I'm trying to make an array of nodes,and enter values from S[] array to it. But I keep getting a segmentation fault. My struct looks like this:
我正在尝试创建一个节点数组,并从S []数组中输入值。但我一直遇到分段错误。我的结构看起来像这样:
typedef struct Node {
int num;
struct Node *next;
}ListNode;
Initialized array of S[10] with random numbers:
带有随机数的S [10]的初始化数组:
printf("list is:");
for(i=0;i<10; i++)
{
RN= (random()+1);
S[i]=RN;
printf("%d ",S[i]);
}
printf("\n");
Here is how I initialized my array of nodes:
以下是我初始化节点数组的方法:
ListNode *bucket[Radix];
for(j=0; j<Radix; j++)
{
bucket[i]=(ListNode*)malloc(sizeof(ListNode));
bucket[i]->next=NULL;
}
And this is the function I use to read array numbers from S[] into the array of linked list, bucket[]:
这是我用来将S []中的数组编号读入链表,bucket []数组的函数:
for(y=0;y<(sizeof(S)/sizeof(int));y++) // S is size of a normal array
{
digit=bucketNumber(S[y],1);// returns the first digit values
pointer= bucket[digit];
number= S[y];
insert_tail(pointer, number);
}
my insert_tail function look like this:
我的insert_tail函数看起来像这样:
ListNode *insert_tail(ListNode *tail, int data)

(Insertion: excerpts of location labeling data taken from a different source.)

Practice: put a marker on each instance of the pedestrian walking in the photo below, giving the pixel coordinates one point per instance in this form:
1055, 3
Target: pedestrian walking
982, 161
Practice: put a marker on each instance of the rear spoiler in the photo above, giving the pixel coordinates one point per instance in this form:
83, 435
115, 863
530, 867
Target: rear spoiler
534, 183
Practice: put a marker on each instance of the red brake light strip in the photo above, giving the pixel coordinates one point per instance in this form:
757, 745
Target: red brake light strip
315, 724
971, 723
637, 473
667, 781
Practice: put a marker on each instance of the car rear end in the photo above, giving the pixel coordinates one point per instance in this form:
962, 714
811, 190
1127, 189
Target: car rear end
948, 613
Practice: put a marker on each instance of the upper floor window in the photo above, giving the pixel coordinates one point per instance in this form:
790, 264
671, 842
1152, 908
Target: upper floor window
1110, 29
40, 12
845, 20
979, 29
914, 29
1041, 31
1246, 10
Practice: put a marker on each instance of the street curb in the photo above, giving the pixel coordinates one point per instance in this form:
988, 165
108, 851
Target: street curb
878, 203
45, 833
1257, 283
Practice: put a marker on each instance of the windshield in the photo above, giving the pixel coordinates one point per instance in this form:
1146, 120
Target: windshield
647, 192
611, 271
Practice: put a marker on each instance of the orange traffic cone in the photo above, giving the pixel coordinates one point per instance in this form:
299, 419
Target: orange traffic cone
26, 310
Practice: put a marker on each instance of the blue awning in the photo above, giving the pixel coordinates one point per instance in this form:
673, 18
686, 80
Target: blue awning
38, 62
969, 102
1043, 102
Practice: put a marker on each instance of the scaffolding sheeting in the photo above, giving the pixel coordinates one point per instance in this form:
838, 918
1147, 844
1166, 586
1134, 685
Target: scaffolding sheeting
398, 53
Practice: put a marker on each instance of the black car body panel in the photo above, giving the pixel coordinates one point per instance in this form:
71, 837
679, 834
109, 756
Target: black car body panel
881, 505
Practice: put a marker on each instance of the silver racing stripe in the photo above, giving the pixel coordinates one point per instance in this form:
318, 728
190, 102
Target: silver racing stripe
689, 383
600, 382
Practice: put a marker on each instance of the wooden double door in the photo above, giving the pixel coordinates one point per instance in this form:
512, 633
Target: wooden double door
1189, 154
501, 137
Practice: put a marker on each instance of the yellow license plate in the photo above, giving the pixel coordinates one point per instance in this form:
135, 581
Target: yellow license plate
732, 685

// insert and element at tail
{
if (tail==NULL)
{ tail=(ListNode *)malloc(sizeof(ListNode));}
else
{
while(tail->next !=NULL)
tail->next = (ListNode *)malloc(sizeof(ListNode));
tail= tail->next;
}
tail->num= data;
tail->next=NULL;
}
this is the bucketNumber function:
这是bucketNumber函数:
int bucketNumber(int num,int digit)
{
int x, y;
y= 10*digit;
x= num%y;
if(digit>=2)
{
num= num%y;
x= num/(y/10);
}
return (x);
}
}
I think the reason for segmentation fault is that my function is not creating the links in the array properly. I'm not sure thou, there could be something else wrong!
我认为分段错误的原因是我的功能是没有正确地在数组中创建链接。我不确定你,可能还有别的错!
1 个解决方案
#1
2
I think the problem is in this section of insert_tail():
我认为问题出在insert_tail()的这一部分:
else
{
while(tail->next !=NULL)
tail->next = (ListNode *)malloc(sizeof(ListNode));
tail= tail->next;
}
tail->num= data;
tail->next=NULL;
Since the while() loop doesn't have curly braces following it, the below line gets executed if and only if tail->next != NULL:
由于while()循环后面没有花括号,当且仅当tail-> next!= NULL时,才会执行以下行:
tail->next = (ListNode *)malloc(sizeof(ListNode));
...which is sort of the opposite of what you want; you want to allocate a new node for next if next is NULL. As is, next is likely NULL, and so tail gets moved forward to next, but next is not allocated--it's NULL. The bottom two lines above would each cause a segmentation fault in that case, since you can't dereference a NULL pointer, which is what -> is doing.
......这与你想要的相反;如果next为NULL,则要为next分配新节点。原样,next可能是NULL,因此tail会向前移动到next,但是next不会被分配 - 它是NULL。在这种情况下,上面的两行会导致分段错误,因为你不能取消引用NULL指针,这就是 - >正在做的事情。
#1
2
I think the problem is in this section of insert_tail():
我认为问题出在insert_tail()的这一部分:
else
{
while(tail->next !=NULL)
tail->next = (ListNode *)malloc(sizeof(ListNode));
tail= tail->next;
}
tail->num= data;
tail->next=NULL;
Since the while() loop doesn't have curly braces following it, the below line gets executed if and only if tail->next != NULL:
由于while()循环后面没有花括号,当且仅当tail-> next!= NULL时,才会执行以下行:
tail->next = (ListNode *)malloc(sizeof(ListNode));
...which is sort of the opposite of what you want; you want to allocate a new node for next if next is NULL. As is, next is likely NULL, and so tail gets moved forward to next, but next is not allocated--it's NULL. The bottom two lines above would each cause a segmentation fault in that case, since you can't dereference a NULL pointer, which is what -> is doing.
......这与你想要的相反;如果next为NULL,则要为next分配新节点。原样,next可能是NULL,因此tail会向前移动到next,但是next不会被分配 - 它是NULL。在这种情况下,上面的两行会导致分段错误,因为你不能取消引用NULL指针,这就是 - >正在做的事情。